On ne se refait pas.


C’est un mot de phénix découragé. Les joueurs le disent aussi quelquefois, mais sans conviction. Ici je confesse mon embarras.

Le Bourgeois pense-t-il vraiment qu’on ne se refait pas, qu’on refait seulement les autres, ou faut-il croire à une ironie ? L’ironie est peu probable. Elle ne convient pas à la gravité de ce bonze. Il doit penser réellement qu’on ne se refait pas, ce qui paraît dur. Mais comment l’entend-t-il ? voilà la question. Avec lui, il faut toujours s’attendre à quelque surprise, à quelque révélation imprévue qui jette par terre, qui assomme et dont on ne se relève que difficilement.

Écartons tout de suite l’hypothèse de la réfection négative des vieilles carcasses de notaires ou de tailleurs sur mesure. Le Bourgeois est trop éclairé pour méconnaître les progrès de la science dont il est le Mécène le plus désigné. Il sait que la science ne s’arrête pas, qu’elle ne s’arrêtera jamais et que, demain, peut-être, elle remettra sur le feu la marmite enfin retrouvée du vieil Eson. Assurément ce n’est pas cela qu’il aurait l’audace de nier.

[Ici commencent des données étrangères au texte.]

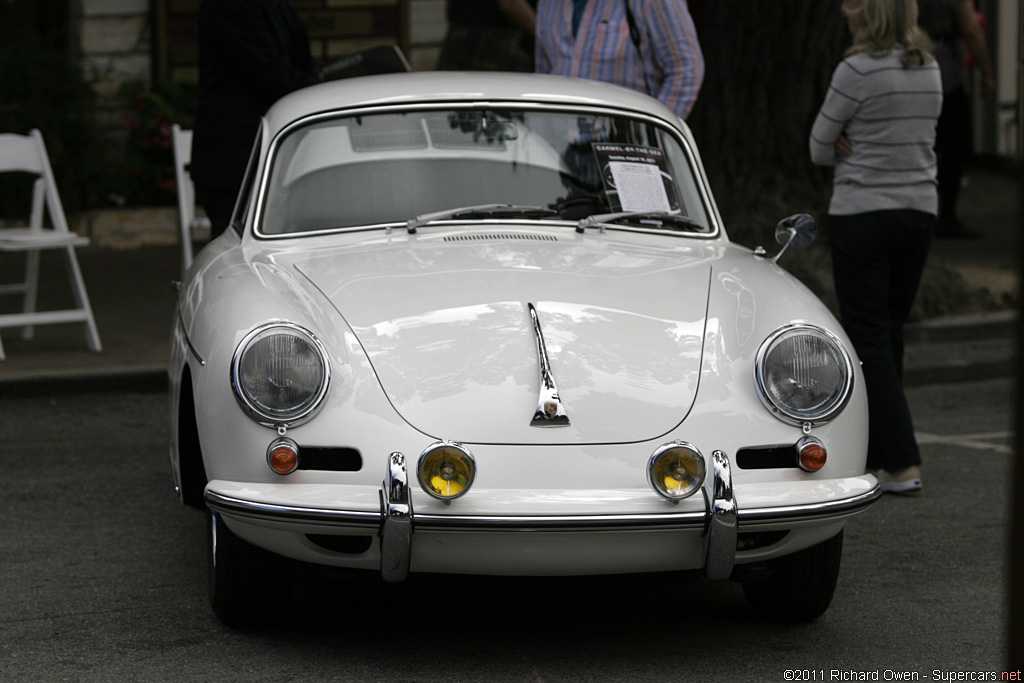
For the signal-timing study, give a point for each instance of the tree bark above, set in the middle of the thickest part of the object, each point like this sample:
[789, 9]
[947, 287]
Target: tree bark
[768, 66]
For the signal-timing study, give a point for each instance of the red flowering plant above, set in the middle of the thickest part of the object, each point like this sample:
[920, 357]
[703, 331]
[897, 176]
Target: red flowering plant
[150, 154]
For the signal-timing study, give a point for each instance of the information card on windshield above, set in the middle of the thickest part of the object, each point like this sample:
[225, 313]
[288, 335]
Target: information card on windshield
[636, 178]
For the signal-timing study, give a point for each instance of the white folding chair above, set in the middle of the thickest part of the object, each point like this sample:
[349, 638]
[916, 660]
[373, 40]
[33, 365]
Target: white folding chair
[187, 220]
[28, 154]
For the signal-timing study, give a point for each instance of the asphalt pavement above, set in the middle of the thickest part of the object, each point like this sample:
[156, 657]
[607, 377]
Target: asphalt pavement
[134, 303]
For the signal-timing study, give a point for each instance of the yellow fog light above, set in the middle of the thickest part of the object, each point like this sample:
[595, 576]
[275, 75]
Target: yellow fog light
[283, 456]
[676, 470]
[446, 470]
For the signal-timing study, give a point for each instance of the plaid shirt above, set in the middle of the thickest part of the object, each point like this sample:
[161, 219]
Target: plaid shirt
[604, 51]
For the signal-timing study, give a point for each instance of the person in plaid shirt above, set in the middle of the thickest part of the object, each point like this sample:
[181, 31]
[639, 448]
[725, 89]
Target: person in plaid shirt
[647, 45]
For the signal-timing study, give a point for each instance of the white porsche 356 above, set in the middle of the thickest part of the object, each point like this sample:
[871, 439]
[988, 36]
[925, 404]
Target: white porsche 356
[493, 324]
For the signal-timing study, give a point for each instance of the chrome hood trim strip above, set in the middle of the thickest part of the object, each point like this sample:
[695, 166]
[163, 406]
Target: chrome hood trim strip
[550, 412]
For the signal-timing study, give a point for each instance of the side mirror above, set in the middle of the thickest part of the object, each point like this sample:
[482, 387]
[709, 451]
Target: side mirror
[798, 231]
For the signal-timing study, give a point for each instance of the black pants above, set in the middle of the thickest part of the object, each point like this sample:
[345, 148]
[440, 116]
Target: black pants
[878, 260]
[218, 204]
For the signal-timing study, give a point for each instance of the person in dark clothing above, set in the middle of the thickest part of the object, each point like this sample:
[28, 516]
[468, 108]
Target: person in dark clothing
[251, 53]
[950, 25]
[489, 35]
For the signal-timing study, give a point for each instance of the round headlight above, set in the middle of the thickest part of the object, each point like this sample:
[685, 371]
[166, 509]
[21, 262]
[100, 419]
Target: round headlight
[280, 374]
[804, 374]
[676, 470]
[446, 470]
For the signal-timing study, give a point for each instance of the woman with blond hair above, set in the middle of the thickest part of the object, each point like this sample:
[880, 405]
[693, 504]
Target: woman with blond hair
[877, 127]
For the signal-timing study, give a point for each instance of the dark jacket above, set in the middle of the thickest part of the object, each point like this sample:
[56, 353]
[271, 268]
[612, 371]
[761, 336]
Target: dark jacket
[251, 53]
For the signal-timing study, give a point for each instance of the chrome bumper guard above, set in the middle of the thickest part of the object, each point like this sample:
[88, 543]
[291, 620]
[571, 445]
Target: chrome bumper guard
[394, 523]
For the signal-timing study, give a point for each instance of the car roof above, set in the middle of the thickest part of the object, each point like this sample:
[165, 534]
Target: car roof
[422, 87]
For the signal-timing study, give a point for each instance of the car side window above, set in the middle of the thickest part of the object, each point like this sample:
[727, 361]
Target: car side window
[241, 212]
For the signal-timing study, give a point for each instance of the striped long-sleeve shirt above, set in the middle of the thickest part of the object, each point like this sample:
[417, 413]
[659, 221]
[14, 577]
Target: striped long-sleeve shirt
[602, 49]
[889, 114]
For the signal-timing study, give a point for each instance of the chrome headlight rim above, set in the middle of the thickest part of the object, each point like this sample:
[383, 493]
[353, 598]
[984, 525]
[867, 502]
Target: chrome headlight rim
[284, 418]
[782, 412]
[698, 460]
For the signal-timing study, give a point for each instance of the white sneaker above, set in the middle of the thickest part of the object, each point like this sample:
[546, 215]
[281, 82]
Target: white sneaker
[906, 480]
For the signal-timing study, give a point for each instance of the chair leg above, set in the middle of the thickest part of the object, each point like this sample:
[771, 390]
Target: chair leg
[31, 291]
[82, 299]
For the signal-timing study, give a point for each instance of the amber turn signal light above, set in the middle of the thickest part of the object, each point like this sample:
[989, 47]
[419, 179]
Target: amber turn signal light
[283, 456]
[811, 454]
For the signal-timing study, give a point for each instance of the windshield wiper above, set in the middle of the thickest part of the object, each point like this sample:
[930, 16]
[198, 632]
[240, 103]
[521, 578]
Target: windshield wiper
[480, 211]
[669, 220]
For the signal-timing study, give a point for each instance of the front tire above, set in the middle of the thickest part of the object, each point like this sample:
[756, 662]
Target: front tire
[248, 585]
[798, 587]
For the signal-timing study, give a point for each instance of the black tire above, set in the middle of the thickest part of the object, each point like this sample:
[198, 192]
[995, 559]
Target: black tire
[798, 587]
[248, 585]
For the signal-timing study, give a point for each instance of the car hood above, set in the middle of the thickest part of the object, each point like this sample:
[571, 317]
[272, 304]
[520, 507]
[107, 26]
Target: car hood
[444, 322]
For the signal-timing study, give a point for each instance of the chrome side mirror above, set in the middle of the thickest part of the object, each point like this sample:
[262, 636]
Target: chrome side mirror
[798, 231]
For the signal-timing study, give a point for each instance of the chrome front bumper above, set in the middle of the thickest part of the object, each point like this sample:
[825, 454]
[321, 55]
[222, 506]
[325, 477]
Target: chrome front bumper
[395, 523]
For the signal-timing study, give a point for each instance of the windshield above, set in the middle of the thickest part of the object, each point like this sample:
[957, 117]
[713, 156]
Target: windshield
[389, 168]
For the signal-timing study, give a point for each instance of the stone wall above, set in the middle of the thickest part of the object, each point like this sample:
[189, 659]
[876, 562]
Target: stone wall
[115, 48]
[116, 45]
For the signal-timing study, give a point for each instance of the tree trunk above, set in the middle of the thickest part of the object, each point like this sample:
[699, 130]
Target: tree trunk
[768, 67]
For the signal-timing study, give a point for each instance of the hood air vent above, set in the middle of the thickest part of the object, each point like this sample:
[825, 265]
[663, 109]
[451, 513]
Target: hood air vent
[491, 237]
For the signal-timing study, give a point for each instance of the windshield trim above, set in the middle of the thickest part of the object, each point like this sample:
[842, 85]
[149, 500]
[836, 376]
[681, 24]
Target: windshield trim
[692, 160]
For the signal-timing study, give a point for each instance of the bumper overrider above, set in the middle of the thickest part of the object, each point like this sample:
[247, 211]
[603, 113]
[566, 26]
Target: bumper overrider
[396, 523]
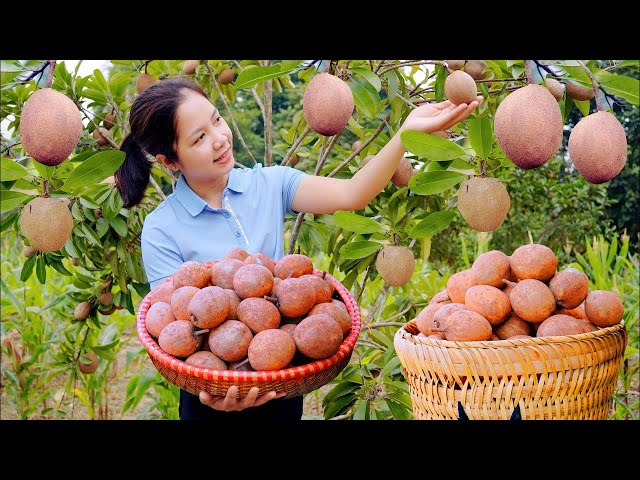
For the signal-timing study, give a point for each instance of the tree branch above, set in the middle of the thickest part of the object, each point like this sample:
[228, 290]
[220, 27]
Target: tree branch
[226, 106]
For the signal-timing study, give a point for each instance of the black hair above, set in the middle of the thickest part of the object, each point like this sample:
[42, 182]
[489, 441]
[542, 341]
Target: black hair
[153, 131]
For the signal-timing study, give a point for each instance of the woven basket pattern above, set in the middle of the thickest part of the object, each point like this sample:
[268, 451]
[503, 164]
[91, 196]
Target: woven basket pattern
[563, 377]
[294, 381]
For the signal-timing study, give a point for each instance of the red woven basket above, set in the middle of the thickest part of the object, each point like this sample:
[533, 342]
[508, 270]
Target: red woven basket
[294, 381]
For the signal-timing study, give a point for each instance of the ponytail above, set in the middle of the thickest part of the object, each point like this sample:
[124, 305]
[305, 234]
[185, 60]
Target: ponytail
[132, 177]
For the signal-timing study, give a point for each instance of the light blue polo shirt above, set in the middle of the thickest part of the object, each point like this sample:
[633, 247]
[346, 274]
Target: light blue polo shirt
[184, 227]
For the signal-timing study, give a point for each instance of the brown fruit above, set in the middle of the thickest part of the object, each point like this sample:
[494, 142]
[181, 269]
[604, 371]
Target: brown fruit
[403, 173]
[206, 360]
[47, 223]
[294, 265]
[318, 336]
[237, 253]
[569, 287]
[395, 264]
[578, 92]
[92, 366]
[230, 341]
[253, 280]
[209, 307]
[271, 350]
[327, 104]
[50, 126]
[158, 316]
[466, 326]
[475, 68]
[564, 325]
[532, 300]
[189, 67]
[102, 136]
[335, 312]
[459, 283]
[193, 274]
[258, 314]
[555, 87]
[528, 126]
[603, 308]
[222, 272]
[179, 339]
[491, 268]
[460, 87]
[226, 76]
[514, 326]
[598, 147]
[180, 299]
[490, 302]
[144, 81]
[82, 311]
[484, 203]
[534, 261]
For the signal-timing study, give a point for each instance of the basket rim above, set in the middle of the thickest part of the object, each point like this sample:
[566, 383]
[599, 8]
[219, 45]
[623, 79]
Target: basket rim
[258, 376]
[403, 334]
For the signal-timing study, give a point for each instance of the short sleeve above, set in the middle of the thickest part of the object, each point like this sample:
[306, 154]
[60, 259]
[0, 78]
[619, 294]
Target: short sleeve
[291, 179]
[160, 254]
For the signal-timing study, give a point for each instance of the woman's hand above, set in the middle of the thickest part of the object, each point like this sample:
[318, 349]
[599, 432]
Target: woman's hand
[229, 403]
[439, 116]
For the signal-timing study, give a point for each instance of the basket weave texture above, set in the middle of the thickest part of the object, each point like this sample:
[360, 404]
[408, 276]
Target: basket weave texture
[294, 381]
[562, 377]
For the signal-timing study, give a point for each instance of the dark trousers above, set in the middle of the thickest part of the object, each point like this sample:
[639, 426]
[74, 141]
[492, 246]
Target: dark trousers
[279, 409]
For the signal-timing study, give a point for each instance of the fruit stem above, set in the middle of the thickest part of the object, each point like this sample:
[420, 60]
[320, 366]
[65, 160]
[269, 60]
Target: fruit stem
[52, 65]
[594, 84]
[527, 67]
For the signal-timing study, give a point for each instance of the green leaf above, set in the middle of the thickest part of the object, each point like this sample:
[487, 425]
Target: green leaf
[11, 170]
[429, 146]
[365, 97]
[253, 76]
[353, 222]
[430, 183]
[481, 136]
[94, 169]
[434, 223]
[620, 85]
[357, 250]
[10, 200]
[368, 75]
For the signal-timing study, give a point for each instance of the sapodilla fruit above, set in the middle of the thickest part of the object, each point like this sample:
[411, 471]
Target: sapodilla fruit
[484, 203]
[225, 77]
[534, 261]
[50, 126]
[578, 92]
[47, 223]
[327, 104]
[598, 147]
[395, 264]
[603, 308]
[528, 126]
[555, 87]
[403, 173]
[460, 87]
[180, 339]
[570, 287]
[271, 349]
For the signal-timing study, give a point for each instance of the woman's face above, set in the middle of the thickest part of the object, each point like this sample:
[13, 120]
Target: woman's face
[204, 140]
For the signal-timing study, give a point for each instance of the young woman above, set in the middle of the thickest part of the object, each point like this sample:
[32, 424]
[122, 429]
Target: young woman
[216, 207]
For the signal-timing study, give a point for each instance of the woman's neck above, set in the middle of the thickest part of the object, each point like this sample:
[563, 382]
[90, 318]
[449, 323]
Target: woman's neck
[210, 192]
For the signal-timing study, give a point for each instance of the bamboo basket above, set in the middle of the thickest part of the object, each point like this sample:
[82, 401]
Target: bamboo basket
[561, 377]
[294, 381]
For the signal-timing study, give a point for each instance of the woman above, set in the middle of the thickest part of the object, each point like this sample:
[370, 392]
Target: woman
[216, 207]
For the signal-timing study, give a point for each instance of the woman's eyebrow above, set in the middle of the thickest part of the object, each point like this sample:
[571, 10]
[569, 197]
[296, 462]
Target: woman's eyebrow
[213, 114]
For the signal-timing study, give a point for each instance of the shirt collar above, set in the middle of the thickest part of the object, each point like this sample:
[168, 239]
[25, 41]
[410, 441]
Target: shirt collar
[194, 204]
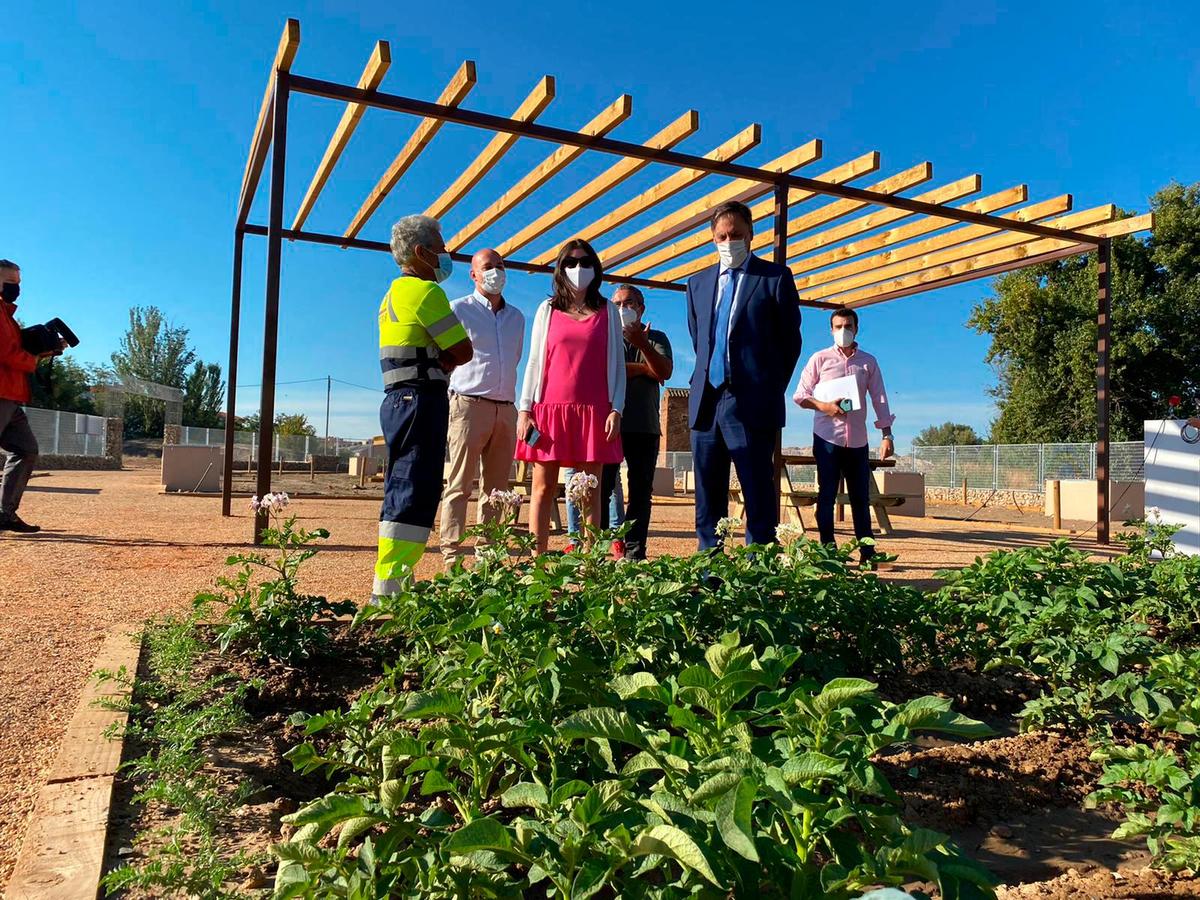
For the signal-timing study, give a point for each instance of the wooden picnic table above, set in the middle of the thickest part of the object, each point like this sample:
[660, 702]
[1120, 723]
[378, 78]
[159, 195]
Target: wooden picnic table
[793, 498]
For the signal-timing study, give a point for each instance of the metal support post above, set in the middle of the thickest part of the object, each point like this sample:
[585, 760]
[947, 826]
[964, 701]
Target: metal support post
[271, 318]
[1103, 316]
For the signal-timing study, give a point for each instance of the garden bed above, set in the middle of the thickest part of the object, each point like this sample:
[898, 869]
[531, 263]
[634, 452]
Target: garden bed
[461, 723]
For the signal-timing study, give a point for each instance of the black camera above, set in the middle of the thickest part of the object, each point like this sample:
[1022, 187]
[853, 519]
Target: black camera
[48, 337]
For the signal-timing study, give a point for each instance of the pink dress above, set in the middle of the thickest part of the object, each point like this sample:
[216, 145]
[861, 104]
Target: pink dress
[574, 402]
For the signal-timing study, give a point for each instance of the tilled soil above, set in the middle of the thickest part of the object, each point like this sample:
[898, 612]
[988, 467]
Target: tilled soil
[117, 551]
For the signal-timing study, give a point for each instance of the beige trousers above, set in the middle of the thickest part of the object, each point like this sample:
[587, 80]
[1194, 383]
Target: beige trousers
[483, 439]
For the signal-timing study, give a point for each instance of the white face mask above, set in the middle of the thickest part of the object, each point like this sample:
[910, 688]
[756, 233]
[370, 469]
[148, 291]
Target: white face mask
[580, 277]
[492, 281]
[732, 253]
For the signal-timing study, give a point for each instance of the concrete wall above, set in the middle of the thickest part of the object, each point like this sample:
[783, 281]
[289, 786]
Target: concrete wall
[910, 485]
[1127, 501]
[192, 468]
[673, 421]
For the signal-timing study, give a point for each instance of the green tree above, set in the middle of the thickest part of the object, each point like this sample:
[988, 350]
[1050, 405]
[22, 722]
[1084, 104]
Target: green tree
[288, 424]
[1042, 323]
[204, 396]
[946, 435]
[294, 424]
[61, 383]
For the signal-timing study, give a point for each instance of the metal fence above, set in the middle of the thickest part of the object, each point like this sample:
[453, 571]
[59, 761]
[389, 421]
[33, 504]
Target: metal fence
[66, 433]
[1019, 467]
[288, 448]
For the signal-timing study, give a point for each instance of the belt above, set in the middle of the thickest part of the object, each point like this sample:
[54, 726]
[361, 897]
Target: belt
[484, 400]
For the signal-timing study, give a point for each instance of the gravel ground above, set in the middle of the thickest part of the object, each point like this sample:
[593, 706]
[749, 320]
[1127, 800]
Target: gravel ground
[115, 551]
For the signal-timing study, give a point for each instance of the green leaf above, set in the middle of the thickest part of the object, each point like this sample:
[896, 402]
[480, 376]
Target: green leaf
[480, 834]
[353, 829]
[327, 811]
[601, 723]
[431, 705]
[839, 693]
[733, 820]
[715, 786]
[436, 783]
[625, 687]
[811, 767]
[526, 793]
[935, 714]
[393, 793]
[673, 843]
[565, 791]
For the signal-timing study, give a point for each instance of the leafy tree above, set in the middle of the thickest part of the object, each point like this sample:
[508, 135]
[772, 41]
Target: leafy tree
[285, 424]
[1042, 322]
[204, 396]
[61, 383]
[946, 435]
[295, 424]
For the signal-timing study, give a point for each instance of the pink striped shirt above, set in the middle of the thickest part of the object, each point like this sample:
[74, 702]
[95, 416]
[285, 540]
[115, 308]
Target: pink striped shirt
[849, 430]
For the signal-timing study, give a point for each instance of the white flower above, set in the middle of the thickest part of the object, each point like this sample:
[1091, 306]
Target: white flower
[727, 526]
[507, 501]
[580, 487]
[789, 533]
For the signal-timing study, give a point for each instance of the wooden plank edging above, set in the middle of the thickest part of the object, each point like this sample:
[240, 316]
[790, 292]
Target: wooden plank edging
[63, 855]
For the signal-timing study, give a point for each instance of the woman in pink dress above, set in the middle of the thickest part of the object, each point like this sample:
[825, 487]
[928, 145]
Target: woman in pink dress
[574, 390]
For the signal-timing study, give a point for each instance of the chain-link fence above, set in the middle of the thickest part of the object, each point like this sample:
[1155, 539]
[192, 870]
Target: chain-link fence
[66, 433]
[1019, 467]
[288, 448]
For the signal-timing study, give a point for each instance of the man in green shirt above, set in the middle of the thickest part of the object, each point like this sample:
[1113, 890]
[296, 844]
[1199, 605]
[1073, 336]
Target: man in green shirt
[648, 365]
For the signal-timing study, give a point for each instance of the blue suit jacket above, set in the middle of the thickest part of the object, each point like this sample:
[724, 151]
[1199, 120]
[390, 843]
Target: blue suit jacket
[765, 341]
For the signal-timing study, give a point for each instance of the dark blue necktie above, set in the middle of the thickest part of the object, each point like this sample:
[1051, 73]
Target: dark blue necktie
[721, 337]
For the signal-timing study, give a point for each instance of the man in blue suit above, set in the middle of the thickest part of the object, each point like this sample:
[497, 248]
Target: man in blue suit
[744, 318]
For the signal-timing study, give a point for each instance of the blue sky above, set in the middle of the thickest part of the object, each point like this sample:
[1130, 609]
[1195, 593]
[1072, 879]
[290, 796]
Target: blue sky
[126, 135]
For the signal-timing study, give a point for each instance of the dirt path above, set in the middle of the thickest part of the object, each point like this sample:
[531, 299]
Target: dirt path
[117, 551]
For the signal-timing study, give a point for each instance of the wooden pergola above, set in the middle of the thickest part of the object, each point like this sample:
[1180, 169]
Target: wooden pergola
[847, 246]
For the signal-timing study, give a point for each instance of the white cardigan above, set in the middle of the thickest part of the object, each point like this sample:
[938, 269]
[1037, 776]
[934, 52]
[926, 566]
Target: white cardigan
[532, 388]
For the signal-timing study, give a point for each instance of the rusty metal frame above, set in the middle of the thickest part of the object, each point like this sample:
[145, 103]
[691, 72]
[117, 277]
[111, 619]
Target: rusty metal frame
[283, 84]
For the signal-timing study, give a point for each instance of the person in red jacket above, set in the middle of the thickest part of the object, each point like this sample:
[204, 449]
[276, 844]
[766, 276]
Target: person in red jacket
[16, 437]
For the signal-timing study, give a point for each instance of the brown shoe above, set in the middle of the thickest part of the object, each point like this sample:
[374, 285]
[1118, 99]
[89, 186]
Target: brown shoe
[12, 522]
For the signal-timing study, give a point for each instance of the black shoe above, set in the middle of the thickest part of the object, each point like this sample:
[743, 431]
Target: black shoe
[13, 522]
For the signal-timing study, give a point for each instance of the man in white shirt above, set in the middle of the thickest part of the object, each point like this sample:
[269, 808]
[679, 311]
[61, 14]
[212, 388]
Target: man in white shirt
[483, 413]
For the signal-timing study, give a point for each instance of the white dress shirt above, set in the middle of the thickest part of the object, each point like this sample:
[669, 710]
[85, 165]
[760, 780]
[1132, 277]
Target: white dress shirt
[498, 339]
[723, 275]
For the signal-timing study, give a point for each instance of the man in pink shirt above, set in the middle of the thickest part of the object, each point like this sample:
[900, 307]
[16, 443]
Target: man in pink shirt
[839, 435]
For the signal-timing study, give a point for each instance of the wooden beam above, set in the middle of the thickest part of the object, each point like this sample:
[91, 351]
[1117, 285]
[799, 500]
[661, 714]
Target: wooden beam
[975, 275]
[1001, 199]
[918, 262]
[955, 237]
[745, 139]
[370, 79]
[609, 119]
[261, 142]
[862, 166]
[1018, 257]
[694, 214]
[453, 95]
[677, 131]
[871, 221]
[529, 109]
[893, 184]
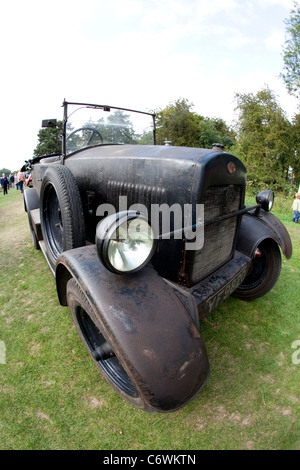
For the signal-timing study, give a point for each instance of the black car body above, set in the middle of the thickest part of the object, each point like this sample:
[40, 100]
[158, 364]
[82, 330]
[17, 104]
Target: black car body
[145, 240]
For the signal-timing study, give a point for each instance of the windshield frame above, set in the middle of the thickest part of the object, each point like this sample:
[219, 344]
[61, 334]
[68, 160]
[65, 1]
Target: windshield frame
[101, 107]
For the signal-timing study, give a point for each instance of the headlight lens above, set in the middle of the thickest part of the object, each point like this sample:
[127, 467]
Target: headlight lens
[265, 199]
[125, 242]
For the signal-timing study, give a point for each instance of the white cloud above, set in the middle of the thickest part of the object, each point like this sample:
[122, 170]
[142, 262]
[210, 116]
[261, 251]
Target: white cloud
[133, 53]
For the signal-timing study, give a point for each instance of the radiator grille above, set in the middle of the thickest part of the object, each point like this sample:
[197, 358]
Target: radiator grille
[218, 236]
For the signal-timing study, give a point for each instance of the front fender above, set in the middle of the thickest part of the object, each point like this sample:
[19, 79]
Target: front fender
[257, 227]
[150, 330]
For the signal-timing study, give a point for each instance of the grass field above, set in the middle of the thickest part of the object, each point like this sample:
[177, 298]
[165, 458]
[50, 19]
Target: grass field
[51, 396]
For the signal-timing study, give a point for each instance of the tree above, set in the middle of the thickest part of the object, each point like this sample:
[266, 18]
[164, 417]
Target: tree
[291, 53]
[213, 130]
[49, 141]
[178, 124]
[264, 140]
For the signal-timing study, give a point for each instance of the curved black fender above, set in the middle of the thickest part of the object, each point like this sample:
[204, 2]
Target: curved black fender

Que reste-t-il alors, et de l’impossibilité de quel renouveau veut-il donc parler ? Ah ! que le Bourgeois est impénétrable ! J’ai employé une partie de mon existence, la plus belle sans doute, à chercher le sens de ce Lieu Commun. Je n’ai rien trouvé du tout et, ma foi ! j’aime mieux vous déclarer franchement que j’y renonce.